Davalılar … ve … vekili 09/12/2013 havale tarihli dilekçesi ile; davacının aracında meydana gelen zarara ilişkin belirsiz alacak ve kısmi dava açamayacağı, müvekkillerinin kazanın oluşumunda kusurunun olmadığı, soruşturma dosyasından davacılardan … ün, müvekkiline ait aracı kurcalaması nedeniyle aracın yerinden kaymasına sebep olduğunun anlaşıldığı, davalı … ün ise kendi eylemi sonucunda yaralandığı, tedavi masrafları yönünden müvekkilinin sorumluluğunun bulunmadığı, meydana gelen maddi zarardan Euro Sigorta nın sorumlu bulunduğu, davacının başvurusu sonucu açılan hasar dosyasının celbinin gerektiği, manevi sigorta talebine ilişkin olarak, … Sigorta nezdinde tanzim edilen kasko poliçesinde manevi tazminat klozunun bulunduğu, talebin kabul edilmesi halinde bu poliçeden karşılanacağından davanın … Sigorta ya ihbarının gerektiği, sonuç olarak davanın reddini savunmuştur.

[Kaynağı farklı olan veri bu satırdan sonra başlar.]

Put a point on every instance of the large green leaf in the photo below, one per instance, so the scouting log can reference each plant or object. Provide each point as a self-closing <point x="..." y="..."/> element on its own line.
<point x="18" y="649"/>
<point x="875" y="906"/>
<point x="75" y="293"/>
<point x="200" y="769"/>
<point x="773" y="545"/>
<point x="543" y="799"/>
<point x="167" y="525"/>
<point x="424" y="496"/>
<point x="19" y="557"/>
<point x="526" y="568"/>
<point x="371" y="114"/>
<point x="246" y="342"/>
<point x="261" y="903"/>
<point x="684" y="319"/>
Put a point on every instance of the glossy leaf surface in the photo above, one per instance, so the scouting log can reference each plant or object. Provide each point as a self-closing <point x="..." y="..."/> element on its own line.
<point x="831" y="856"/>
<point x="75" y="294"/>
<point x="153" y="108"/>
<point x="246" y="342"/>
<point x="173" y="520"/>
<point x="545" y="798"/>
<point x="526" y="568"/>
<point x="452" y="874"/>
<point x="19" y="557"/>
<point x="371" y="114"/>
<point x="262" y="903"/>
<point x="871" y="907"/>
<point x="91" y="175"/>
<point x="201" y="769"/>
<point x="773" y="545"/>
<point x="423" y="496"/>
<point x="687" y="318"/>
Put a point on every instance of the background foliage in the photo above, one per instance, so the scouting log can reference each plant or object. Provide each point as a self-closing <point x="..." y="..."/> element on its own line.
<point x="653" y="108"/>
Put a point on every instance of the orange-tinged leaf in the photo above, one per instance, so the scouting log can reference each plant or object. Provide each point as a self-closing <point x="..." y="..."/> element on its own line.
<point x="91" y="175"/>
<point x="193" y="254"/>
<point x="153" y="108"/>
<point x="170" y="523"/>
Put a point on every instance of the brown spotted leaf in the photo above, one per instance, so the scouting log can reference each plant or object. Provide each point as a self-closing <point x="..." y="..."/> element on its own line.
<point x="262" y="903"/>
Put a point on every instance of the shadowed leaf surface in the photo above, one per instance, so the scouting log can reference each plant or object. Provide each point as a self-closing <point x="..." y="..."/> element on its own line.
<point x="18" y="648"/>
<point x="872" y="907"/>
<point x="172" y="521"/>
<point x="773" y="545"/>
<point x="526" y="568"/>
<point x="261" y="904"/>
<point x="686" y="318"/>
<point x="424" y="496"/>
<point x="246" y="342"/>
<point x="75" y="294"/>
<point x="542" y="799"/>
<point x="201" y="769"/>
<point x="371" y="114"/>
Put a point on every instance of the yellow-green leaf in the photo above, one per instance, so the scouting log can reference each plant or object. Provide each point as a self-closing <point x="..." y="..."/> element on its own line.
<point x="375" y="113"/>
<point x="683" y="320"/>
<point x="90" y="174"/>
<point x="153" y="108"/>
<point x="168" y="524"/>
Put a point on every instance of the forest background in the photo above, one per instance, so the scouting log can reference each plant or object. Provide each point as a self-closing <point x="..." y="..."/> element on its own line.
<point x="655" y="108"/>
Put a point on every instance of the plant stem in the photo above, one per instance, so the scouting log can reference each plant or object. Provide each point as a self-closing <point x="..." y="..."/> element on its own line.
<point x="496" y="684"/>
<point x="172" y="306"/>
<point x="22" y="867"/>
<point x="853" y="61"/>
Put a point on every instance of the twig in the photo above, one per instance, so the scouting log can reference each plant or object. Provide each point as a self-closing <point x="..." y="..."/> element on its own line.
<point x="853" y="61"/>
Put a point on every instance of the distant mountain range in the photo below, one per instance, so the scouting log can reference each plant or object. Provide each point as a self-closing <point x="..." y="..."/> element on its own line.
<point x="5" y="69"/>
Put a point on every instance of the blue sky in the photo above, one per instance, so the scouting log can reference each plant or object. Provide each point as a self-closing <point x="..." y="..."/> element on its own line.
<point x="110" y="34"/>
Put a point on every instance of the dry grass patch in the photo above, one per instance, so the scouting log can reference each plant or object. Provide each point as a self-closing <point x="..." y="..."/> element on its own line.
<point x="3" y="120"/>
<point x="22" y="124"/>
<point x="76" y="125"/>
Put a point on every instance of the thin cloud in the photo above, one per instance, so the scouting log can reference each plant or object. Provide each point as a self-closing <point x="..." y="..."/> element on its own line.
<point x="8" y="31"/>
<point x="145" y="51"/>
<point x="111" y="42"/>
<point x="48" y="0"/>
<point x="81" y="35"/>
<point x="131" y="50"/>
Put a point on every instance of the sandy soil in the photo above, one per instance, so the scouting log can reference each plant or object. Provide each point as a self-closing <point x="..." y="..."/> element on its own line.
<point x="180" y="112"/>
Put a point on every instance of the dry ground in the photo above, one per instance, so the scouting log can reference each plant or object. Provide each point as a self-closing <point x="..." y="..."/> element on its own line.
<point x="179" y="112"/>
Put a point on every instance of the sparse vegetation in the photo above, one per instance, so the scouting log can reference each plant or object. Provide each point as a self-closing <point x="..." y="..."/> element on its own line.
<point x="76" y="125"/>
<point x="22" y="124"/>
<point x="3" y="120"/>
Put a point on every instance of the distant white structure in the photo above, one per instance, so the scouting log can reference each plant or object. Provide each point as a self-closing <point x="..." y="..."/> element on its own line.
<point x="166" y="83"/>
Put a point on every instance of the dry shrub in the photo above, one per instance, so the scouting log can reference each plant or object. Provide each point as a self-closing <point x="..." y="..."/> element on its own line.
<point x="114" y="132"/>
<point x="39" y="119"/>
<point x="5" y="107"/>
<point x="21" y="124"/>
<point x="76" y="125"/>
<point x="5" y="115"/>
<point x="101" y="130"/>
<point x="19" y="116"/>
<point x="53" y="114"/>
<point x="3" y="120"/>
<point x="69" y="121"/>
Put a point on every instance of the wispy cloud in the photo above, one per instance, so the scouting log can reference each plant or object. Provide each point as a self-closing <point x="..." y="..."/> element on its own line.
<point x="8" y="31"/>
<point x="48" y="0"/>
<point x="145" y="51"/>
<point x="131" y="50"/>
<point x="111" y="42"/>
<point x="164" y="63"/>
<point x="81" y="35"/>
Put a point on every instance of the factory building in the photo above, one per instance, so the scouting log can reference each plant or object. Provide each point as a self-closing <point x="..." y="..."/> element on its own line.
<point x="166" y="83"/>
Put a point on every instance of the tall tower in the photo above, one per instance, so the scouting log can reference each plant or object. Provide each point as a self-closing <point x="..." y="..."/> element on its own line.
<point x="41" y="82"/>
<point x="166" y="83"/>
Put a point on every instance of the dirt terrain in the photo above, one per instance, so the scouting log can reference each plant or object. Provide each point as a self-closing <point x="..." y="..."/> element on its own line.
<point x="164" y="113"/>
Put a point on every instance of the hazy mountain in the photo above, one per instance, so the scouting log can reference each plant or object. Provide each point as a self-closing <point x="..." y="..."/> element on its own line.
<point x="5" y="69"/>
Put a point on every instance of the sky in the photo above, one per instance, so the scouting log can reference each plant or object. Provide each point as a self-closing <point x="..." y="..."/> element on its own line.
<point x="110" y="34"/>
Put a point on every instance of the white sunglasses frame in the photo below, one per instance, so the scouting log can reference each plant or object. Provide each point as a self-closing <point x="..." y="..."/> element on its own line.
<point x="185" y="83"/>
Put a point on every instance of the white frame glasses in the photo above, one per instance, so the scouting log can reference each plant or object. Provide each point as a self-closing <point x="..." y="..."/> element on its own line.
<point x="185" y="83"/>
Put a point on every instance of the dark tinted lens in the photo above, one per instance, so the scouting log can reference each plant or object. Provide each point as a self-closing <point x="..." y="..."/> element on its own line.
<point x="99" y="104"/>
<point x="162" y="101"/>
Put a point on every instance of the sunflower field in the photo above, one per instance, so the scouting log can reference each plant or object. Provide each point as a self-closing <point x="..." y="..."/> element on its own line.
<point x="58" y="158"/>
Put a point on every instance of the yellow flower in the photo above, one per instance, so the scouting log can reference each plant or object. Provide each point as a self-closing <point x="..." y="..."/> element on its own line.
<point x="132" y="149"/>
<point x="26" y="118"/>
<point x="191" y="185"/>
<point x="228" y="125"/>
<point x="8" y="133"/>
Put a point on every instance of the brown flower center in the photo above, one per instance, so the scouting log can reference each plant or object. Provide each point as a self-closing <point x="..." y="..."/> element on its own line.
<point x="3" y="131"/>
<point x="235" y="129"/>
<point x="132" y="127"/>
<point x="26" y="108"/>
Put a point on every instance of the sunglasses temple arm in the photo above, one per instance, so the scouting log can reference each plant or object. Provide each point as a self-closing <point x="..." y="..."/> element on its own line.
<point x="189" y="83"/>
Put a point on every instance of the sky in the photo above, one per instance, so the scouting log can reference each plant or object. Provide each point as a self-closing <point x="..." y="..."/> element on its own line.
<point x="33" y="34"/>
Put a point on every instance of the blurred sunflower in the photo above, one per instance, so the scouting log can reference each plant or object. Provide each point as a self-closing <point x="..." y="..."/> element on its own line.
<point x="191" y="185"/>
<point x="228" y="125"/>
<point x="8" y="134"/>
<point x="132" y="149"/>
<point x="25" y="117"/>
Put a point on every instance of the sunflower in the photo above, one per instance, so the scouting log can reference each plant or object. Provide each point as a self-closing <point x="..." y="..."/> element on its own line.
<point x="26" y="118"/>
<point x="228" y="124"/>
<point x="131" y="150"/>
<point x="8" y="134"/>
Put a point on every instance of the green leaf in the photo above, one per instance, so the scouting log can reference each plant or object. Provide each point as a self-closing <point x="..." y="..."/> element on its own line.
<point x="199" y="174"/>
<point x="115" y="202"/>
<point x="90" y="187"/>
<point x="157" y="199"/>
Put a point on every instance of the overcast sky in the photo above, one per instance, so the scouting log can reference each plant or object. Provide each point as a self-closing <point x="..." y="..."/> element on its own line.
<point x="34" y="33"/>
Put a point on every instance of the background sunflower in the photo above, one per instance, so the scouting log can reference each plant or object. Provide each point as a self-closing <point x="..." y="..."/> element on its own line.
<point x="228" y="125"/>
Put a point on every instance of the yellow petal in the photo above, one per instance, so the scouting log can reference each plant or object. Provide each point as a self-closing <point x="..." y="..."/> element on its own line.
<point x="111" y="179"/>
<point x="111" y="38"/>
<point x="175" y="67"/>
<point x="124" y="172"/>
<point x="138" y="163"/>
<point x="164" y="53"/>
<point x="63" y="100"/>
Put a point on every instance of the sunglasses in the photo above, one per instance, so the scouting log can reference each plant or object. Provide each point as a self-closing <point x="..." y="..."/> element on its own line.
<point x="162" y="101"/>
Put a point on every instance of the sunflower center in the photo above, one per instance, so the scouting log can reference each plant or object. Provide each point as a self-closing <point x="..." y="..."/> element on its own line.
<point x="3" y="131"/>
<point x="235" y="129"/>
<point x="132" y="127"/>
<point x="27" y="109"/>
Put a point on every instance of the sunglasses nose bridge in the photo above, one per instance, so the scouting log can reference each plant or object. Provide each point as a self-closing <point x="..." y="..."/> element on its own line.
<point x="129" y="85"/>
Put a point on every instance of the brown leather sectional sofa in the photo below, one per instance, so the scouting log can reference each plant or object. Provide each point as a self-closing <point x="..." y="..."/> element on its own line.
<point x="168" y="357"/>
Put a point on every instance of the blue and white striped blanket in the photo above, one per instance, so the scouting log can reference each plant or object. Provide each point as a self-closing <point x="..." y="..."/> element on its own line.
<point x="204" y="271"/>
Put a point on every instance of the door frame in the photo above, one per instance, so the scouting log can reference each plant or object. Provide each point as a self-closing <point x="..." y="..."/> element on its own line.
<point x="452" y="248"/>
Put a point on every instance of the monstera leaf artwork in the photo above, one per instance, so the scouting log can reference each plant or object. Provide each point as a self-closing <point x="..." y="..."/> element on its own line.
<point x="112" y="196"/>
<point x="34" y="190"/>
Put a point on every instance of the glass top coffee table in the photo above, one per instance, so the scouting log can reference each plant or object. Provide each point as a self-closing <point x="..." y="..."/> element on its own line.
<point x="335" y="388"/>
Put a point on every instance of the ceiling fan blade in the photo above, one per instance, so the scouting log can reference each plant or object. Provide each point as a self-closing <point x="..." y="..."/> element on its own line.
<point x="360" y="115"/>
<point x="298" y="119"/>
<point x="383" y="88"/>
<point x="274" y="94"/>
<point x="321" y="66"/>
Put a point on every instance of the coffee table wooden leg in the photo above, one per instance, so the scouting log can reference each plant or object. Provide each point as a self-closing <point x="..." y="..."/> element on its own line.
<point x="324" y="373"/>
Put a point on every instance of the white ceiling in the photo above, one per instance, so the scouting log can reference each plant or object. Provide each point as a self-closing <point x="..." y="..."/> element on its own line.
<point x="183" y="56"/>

İhbar olunan … vekili cevap dilekçesinde özetle;. … plakalı kazaya karışan aracın, müvekkili şirkete, 24.04.2013-24.04.2014 tarihleri arasında geçerli olmak üzere … numaralı Tüm Oto Sigorta Poliçesi ile sigortalı olduğunu, işbu poliçeden dolayı sorumluluklarının maddi bedeni kaza başına(manevi taz. dahil): 50.000,00 TL olduğunu, poliçeye müstenit müşterek müteselsil sorumluluklarının poliçe limitiyle sınırlı olup, poliçe limitinin maktuen ödenecek rakam olmadığını, davayı kabul anlamına gelmemek kaydıyla; müvekkili şirketin, araç hasarı giderinden ve maddi tazminat yönünden sorumlu olmadığını … plakalı aracın, müvekkili şirkete tüm oto sigorta poliçesi ile ihtiyari mali mesuliyet sigortası ile sigortalı olduğunu, bu sebeple maddi zararların öncelikli olarak zorunlu mali mesuliyet poliçesinden karşılanması gerektiğini, poliçe limitini tutarın aşması halinde aşan kısım için ihtiyari mali mesuliyet sigortasından talep edilmesi gerektiğini, bu sebeple müvekkili şirketin sorumluluğunun bulunmadığını, temin edilen İstanbul Adli Tıp Kurumu tarafından düzenlenen raporda, davacının maluliyetinin olmadığına karar verildiğinden; şirket aleyhine herhangi bir manevi tazminata hükmedilmemesi gerektiğini, ceza dosyası kapsamında uzlaşmanın olup olmamasının önem arzettiğini, Karayolları Trafik Kanunu’nun 99. maddesi ve yerleşmiş Yargıtay kararları gereğince, yeterli ve gerekli belgelerin eklenmesi sureti ile şirketlerine müracaat tarihinden öncesinde temerrüdün söz konusu olmadığını, sigortacı yönünden sigorta bedelini ödeme yükümlülüğü belgelerin ibrazından itibaren (8) işgünü içinde, böyle bir başvuru olmadığı takdirde dava tarihinde muaccel hale geldiğinden, bu tarihlerden öncesi için faiz sorumluluğunun bulunmadığını, davayı kabul anlamına gelmemekle birlikte, davacı vekilinin talep etmesi gereken faizin yasal faiz olduğunu, sonuç olarak müvekkil sigorta şirketi aleyhine ikame edilen işbu başvurunun reddine, masraf ve vekalet ücretinin karşı tarafa tahmiline karar verilmesini savunmuştur.
DELİLLER:
Sigorta Poliçesi, soruşturma dosyası, tedavi evrakları, hasar dosyaları, SGK kayıtları, … ve … plakalı araçlara ait trafik kayıtları, davacı …’ün kolundaki yaralanmaya ve aracın durumuna ait fotoğraflar. Davacılar ile davalı asillerin sosyal ve ekonomik durumlarının araştırılması, tanık ifadeleri, Adli Tıp kurumu raporu, bilirkişi incelemeleri,
Dava; trafik kazasında yaralanan davacı … ün maruz kaldığı iş gücü kaydından kaynaklanan maddi ve manevi tazminat ile diğer davacıya ait araçta meydana gelen hasar bedelinin tahsili istemine ilişkindir.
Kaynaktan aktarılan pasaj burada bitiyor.